De même, après la saignée opérée par la précédente majorité supprimant le tiers de leurs effectifs, les Réseau d'aides spécialisées aux élèves en difficulté (RASED) se rétablissent depuis 2012, mais bien trop lentement au regard de leur rôle essentiel. Quelle est la hausse des effectifs prévue pour la rentrée 2016 ?
Dans le même registre, la pénurie de médecins scolaires est un point de blocage, singulièrement pour les plans d'accompagnement personnalisé (PAP) destinés aux élèves connaissant des troubles de l'apprentissage. Comment envisagez-vous d'y remédier ?
Permettez-moi également d'insister sur le besoin de formation de ces différents acteurs. Certes, toutes les ESPE ne sont pas encore en place, et je réitère tout notre soutien à la décision prise par le Gouvernement de rétablir la formation des enseignants. Mais des marges d'amélioration importantes existent : les ESPE doivent s'ouvrir davantage à l'ensemble des acteurs oeuvrant dans le champ de l'éducation de façon à établir de nouvelles coopérations. En outre, alors que la démarche d'inclusion doit être au coeur du métier d'enseignant, elle est toujours aujourd'hui le parent pauvre de la formation, initiale comme continue. Le budget pour 2016 prévoit, il est vrai, une augmentation des crédits dévolus à la formation des personnels enseignants, mais elle est inférieure à celle des années précédentes, alors que les besoins sont urgents. Comment envisagez-vous de mieux répondre en termes budgétaires à cet impératif ?
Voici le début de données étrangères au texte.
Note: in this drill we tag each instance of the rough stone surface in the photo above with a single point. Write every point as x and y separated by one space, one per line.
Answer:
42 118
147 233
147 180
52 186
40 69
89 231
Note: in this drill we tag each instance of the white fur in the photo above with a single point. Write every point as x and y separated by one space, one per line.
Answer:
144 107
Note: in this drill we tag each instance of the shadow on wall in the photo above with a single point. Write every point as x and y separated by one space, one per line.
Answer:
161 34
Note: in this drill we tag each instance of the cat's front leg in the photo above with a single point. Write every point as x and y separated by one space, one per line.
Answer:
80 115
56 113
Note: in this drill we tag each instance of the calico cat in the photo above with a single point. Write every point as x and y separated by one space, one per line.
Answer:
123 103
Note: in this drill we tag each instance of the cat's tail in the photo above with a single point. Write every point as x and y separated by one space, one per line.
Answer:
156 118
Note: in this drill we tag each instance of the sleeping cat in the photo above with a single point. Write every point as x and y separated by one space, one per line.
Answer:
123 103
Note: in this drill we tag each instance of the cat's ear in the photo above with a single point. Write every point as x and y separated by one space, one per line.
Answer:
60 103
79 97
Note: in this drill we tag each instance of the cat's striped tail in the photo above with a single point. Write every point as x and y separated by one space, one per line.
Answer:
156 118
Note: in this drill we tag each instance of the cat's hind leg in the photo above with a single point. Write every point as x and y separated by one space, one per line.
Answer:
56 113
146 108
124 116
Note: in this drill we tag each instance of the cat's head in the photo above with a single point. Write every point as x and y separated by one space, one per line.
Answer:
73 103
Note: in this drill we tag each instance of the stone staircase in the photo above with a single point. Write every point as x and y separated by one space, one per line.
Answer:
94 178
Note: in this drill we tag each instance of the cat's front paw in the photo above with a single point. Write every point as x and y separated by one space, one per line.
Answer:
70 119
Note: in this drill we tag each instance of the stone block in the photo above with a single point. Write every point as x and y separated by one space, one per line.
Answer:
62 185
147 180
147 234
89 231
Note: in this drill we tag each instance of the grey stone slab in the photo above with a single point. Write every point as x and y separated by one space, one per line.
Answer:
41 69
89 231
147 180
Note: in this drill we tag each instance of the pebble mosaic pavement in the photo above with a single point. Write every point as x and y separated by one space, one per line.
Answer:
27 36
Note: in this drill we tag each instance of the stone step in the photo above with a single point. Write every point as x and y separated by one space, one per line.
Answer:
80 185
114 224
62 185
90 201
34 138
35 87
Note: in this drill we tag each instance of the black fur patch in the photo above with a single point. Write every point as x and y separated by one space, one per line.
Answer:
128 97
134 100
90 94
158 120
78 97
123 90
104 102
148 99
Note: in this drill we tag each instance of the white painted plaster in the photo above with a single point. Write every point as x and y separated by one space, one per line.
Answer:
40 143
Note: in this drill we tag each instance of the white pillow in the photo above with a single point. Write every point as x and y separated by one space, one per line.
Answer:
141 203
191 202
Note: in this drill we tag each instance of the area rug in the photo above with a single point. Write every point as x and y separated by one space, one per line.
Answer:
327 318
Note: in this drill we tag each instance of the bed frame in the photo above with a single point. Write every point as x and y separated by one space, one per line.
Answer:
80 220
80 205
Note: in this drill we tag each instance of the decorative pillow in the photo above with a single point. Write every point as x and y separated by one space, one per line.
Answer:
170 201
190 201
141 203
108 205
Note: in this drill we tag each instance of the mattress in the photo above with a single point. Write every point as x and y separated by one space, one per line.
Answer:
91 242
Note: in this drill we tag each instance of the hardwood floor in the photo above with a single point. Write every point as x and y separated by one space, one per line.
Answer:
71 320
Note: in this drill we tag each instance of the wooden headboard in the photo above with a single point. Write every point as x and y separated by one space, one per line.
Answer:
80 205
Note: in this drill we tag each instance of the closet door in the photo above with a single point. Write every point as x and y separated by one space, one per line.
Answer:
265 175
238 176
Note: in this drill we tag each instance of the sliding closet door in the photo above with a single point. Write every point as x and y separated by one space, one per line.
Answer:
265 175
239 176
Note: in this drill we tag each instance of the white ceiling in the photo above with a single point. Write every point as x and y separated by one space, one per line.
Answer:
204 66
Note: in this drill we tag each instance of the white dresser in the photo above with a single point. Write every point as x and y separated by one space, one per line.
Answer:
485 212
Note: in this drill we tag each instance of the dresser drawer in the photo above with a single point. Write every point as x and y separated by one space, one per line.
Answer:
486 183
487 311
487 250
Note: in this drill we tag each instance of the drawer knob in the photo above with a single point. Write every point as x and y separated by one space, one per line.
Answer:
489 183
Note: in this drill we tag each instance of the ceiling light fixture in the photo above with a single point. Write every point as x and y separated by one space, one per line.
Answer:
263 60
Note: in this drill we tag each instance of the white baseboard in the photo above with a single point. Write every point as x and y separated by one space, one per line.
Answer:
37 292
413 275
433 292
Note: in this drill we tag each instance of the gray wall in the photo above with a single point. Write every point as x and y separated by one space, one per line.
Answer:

Enfin, vous connaissez mon soutien à la réforme des rythmes scolaires, accompagnée de projets éducatifs de territoire (PEDT) de qualité. Je me félicite d'avoir été entendue lorsque j'ai plaidé pour la pérennisation du fonds d'amorçage. Aujourd'hui, je suis inquiète : le budget consacré aux « actions éducatives complémentaires aux enseignements », qui inclut ce fonds, diminue, alors même que la Cour des comptes vient de souligner que « la compensation accordée par l'État n'a pas couvert totalement le surcoût supporté par les communes et les EPCI ». Or la capacité des collectivités à proposer des activités gratuites et de qualité pour toutes et tous est en enjeu d'équité territoriale. Ce qui m'amène aussi à vous interroger sur les actions envisagées pour rendre ces activités vraiment accessibles aux élèves en situation de handicap.